Kemudian temannya yang lain menyahut, “Mata inda bola pingpong—“ lantas mereka tertawa, padahal yang sedang diejek sama sekali tidak merespons selain hanya memutar bola matanya, kemudian kembali menoleh ke arah dance floor.
“Sayang, ya, gue enggak bisa nyanyi dan main gitar kayak gitu, kalau bisa gue juga bakalan bikin band, lagian wajah gue layak disandingkan dengan mereka atau malah boyband Korea.”
“Ah elah, bengeut sia mah ciga Ariel Noah kerendem air kobokan,” sahut temannya lagi yang disambut dengan gelak tawa dari kursi VIP tersebut. Baldin—laki-laki yang dihina oleh teman-temannya itu—disamakan dengan air kobokan—hanya tersenyum masam, dan mengalihkan tatapannya tidak sengaja ke arah pintu masuk.

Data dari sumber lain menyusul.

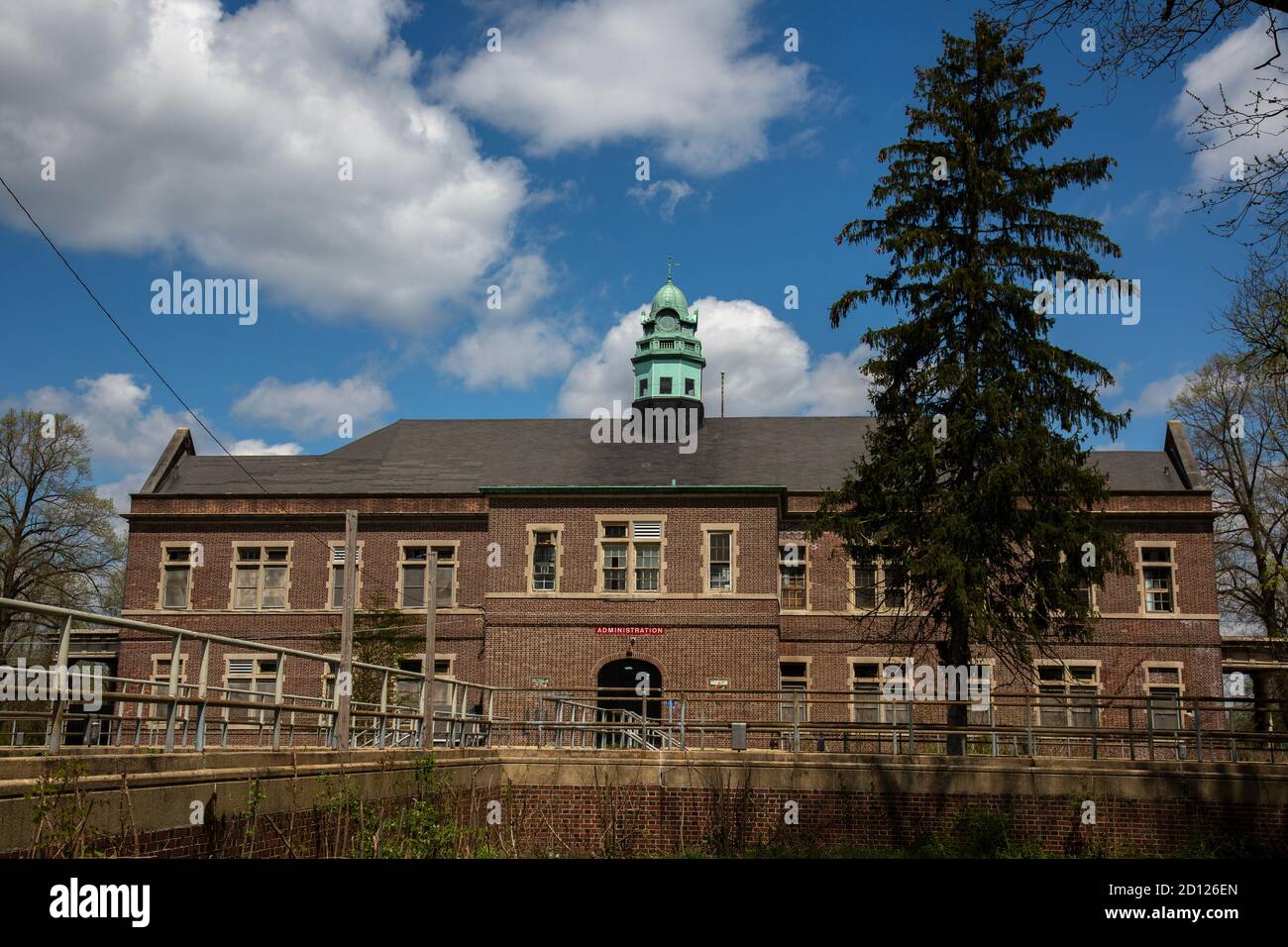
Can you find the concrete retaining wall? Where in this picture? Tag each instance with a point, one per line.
(576, 801)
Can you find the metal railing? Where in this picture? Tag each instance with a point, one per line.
(404, 709)
(172, 712)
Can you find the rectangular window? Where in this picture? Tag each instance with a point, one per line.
(407, 690)
(866, 585)
(1163, 685)
(335, 598)
(1068, 694)
(794, 684)
(791, 577)
(1157, 573)
(261, 578)
(879, 583)
(160, 680)
(175, 577)
(872, 682)
(629, 564)
(252, 680)
(720, 561)
(614, 567)
(545, 549)
(412, 567)
(648, 566)
(894, 579)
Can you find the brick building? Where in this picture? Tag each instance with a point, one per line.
(571, 565)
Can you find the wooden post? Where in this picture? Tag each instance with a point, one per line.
(59, 705)
(202, 684)
(172, 710)
(426, 668)
(344, 677)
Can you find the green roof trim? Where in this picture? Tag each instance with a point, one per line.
(632, 488)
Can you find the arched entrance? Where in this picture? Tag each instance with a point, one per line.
(632, 684)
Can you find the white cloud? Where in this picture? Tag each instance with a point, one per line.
(675, 75)
(511, 347)
(127, 433)
(258, 447)
(312, 408)
(232, 154)
(1229, 68)
(668, 192)
(509, 355)
(1154, 397)
(768, 368)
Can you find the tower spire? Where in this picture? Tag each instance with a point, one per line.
(668, 361)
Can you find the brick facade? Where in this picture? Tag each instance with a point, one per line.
(500, 633)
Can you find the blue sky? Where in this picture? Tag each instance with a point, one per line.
(207, 140)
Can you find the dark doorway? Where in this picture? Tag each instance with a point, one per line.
(622, 685)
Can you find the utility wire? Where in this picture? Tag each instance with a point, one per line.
(149, 361)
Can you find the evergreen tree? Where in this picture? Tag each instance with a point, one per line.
(977, 478)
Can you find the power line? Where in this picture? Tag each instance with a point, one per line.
(149, 361)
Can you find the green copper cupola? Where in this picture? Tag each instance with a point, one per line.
(669, 357)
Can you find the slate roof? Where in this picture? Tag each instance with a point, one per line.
(464, 457)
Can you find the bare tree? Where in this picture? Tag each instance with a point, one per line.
(1239, 434)
(1257, 320)
(1140, 38)
(58, 543)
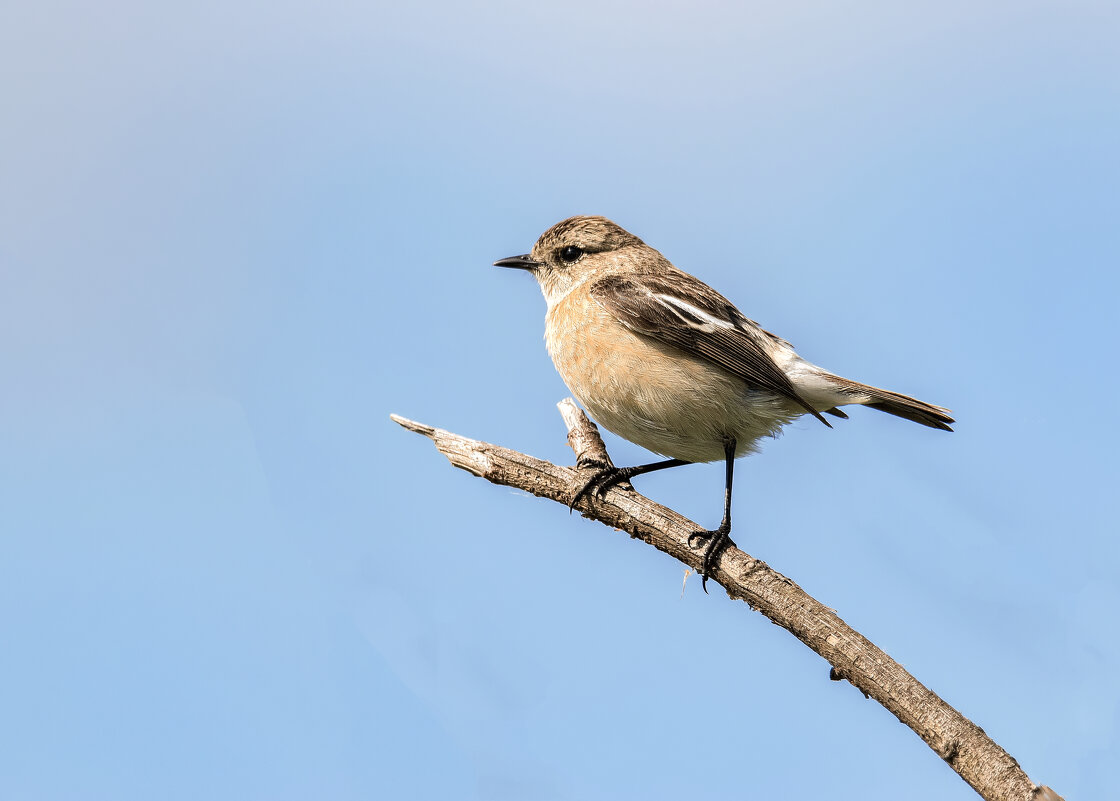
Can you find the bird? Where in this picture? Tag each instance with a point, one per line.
(661, 359)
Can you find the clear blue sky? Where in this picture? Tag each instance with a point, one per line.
(235, 236)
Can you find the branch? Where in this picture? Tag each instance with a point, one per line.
(979, 761)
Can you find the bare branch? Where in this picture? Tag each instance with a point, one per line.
(979, 761)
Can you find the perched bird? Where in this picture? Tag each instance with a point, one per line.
(662, 359)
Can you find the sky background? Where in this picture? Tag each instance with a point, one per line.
(234, 238)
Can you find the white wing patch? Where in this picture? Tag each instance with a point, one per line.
(690, 314)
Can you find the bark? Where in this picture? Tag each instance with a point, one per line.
(963, 745)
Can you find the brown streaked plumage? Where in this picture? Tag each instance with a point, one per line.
(663, 360)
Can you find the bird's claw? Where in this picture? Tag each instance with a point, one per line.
(717, 541)
(598, 483)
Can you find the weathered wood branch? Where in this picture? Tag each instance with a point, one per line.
(979, 761)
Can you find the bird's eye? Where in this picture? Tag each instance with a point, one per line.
(570, 253)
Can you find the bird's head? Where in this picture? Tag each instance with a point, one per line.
(578, 249)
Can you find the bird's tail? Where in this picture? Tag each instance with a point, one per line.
(893, 403)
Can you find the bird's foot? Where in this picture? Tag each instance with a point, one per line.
(716, 541)
(600, 481)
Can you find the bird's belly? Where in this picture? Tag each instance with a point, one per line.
(662, 399)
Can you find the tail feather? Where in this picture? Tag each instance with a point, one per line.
(895, 403)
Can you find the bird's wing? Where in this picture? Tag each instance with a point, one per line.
(681, 310)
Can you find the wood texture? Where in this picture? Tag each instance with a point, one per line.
(963, 745)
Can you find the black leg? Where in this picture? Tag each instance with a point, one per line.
(608, 476)
(718, 538)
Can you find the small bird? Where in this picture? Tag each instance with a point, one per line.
(663, 360)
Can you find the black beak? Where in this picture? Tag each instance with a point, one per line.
(522, 262)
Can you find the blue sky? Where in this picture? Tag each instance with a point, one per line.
(234, 238)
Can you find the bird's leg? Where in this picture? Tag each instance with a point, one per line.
(718, 538)
(606, 477)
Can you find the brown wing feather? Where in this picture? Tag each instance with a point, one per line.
(735, 345)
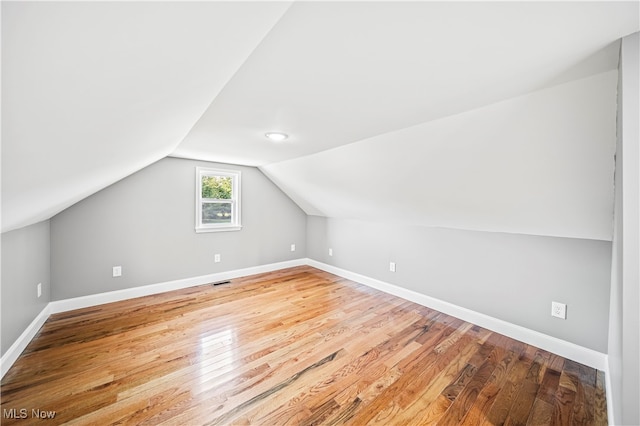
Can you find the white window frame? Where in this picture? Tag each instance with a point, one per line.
(235, 224)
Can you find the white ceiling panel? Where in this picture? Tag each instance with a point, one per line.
(539, 164)
(333, 73)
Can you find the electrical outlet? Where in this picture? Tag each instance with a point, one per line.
(559, 310)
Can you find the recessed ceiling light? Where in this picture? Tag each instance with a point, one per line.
(276, 136)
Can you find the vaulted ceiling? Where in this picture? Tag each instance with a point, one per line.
(467, 114)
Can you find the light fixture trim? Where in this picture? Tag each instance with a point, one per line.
(276, 136)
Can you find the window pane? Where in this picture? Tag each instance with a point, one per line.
(216, 187)
(213, 213)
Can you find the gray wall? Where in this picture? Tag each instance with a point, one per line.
(25, 263)
(624, 326)
(507, 276)
(145, 223)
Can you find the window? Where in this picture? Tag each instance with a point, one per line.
(217, 200)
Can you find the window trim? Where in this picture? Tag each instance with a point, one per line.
(235, 201)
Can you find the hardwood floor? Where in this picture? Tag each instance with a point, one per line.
(298, 346)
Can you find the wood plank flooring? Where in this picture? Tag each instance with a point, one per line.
(297, 346)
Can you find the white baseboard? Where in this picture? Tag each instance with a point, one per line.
(21, 343)
(560, 347)
(57, 306)
(147, 290)
(552, 344)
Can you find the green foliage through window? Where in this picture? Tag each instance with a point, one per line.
(217, 187)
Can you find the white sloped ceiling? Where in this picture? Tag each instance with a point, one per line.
(94, 91)
(476, 115)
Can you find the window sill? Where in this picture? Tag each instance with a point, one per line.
(219, 229)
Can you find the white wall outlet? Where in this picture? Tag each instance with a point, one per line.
(117, 271)
(559, 310)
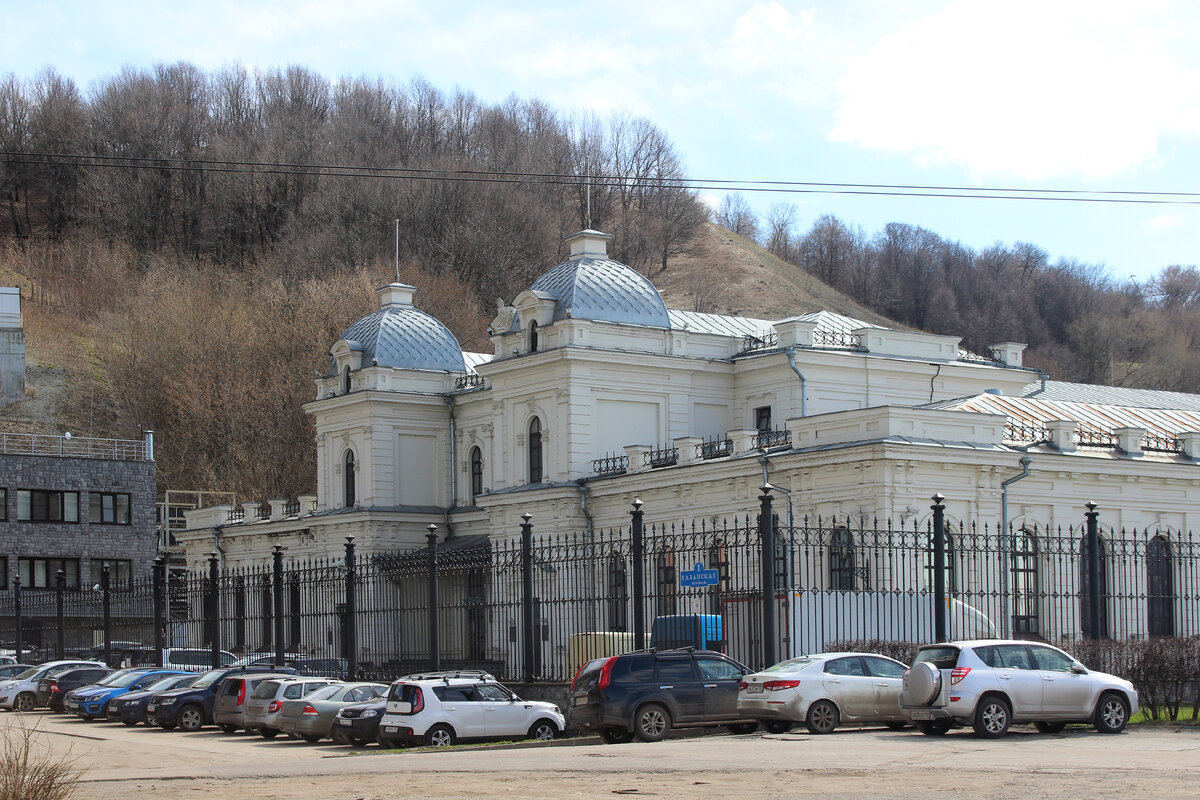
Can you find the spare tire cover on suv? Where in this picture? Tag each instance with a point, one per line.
(923, 684)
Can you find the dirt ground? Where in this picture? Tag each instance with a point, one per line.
(125, 763)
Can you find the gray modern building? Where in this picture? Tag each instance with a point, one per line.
(76, 504)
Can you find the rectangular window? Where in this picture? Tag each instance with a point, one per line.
(120, 572)
(37, 505)
(41, 573)
(107, 509)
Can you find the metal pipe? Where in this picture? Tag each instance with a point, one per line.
(1003, 545)
(804, 391)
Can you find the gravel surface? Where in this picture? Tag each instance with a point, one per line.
(123, 763)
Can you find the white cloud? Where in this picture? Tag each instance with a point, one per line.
(1031, 89)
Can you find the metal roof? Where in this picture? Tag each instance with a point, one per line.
(1097, 416)
(603, 289)
(402, 336)
(1057, 390)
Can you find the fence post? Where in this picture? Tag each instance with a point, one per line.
(215, 608)
(16, 608)
(527, 639)
(107, 606)
(939, 567)
(277, 601)
(639, 555)
(432, 575)
(767, 540)
(352, 645)
(60, 583)
(160, 620)
(1095, 597)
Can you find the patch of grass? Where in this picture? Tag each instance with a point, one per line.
(33, 773)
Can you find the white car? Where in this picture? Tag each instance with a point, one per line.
(438, 709)
(822, 691)
(990, 684)
(19, 693)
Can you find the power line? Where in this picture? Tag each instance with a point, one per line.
(611, 181)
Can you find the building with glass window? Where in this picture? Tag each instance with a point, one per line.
(597, 394)
(75, 505)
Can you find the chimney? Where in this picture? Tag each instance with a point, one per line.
(589, 244)
(396, 295)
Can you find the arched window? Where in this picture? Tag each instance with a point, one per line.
(618, 594)
(348, 477)
(1025, 582)
(477, 473)
(1159, 587)
(1085, 588)
(535, 451)
(841, 560)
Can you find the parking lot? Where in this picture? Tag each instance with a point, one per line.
(120, 762)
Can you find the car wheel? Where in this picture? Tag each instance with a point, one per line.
(616, 735)
(935, 728)
(652, 723)
(191, 719)
(543, 731)
(822, 717)
(1111, 714)
(439, 735)
(993, 717)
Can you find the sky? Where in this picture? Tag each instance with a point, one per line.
(1057, 97)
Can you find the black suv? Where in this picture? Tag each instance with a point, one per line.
(648, 692)
(191, 708)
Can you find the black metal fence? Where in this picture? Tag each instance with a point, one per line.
(534, 606)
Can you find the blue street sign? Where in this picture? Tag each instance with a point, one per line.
(699, 577)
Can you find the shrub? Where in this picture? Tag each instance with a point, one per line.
(33, 773)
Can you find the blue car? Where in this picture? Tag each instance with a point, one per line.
(91, 702)
(191, 708)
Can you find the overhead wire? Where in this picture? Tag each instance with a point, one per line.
(565, 179)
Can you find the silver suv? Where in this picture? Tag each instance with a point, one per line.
(991, 684)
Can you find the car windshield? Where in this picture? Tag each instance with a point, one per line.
(209, 678)
(791, 665)
(162, 684)
(325, 692)
(123, 679)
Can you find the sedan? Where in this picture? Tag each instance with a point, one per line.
(311, 717)
(823, 691)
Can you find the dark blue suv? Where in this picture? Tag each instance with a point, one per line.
(191, 708)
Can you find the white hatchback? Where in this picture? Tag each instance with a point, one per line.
(438, 709)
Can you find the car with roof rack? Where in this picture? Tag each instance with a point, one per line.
(442, 708)
(647, 693)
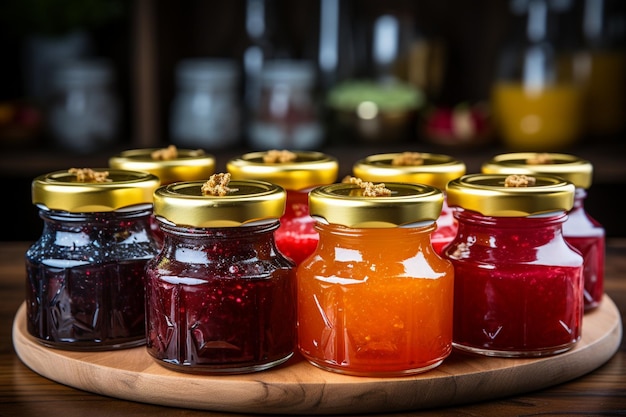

Netra Baldin cukup terkejut melihat seseorang yang baru masuk ke dalam lounge ini. “Ca … itu sepupu lo si Rendi ‘kan?” tanya Baldin sembari menepuk cukup keras lengan kanan atas Panca—membuat Panca yang sedang menyesap wiski cola-nya tersedak.
“Lo apa-apaan, sih, Din!” hardik Panca kesal, kemudian mengambil sapu tangan di dalam saku celana bahannya dan membersihkan sedikit cairan alkohol yang menetes di kemejanya.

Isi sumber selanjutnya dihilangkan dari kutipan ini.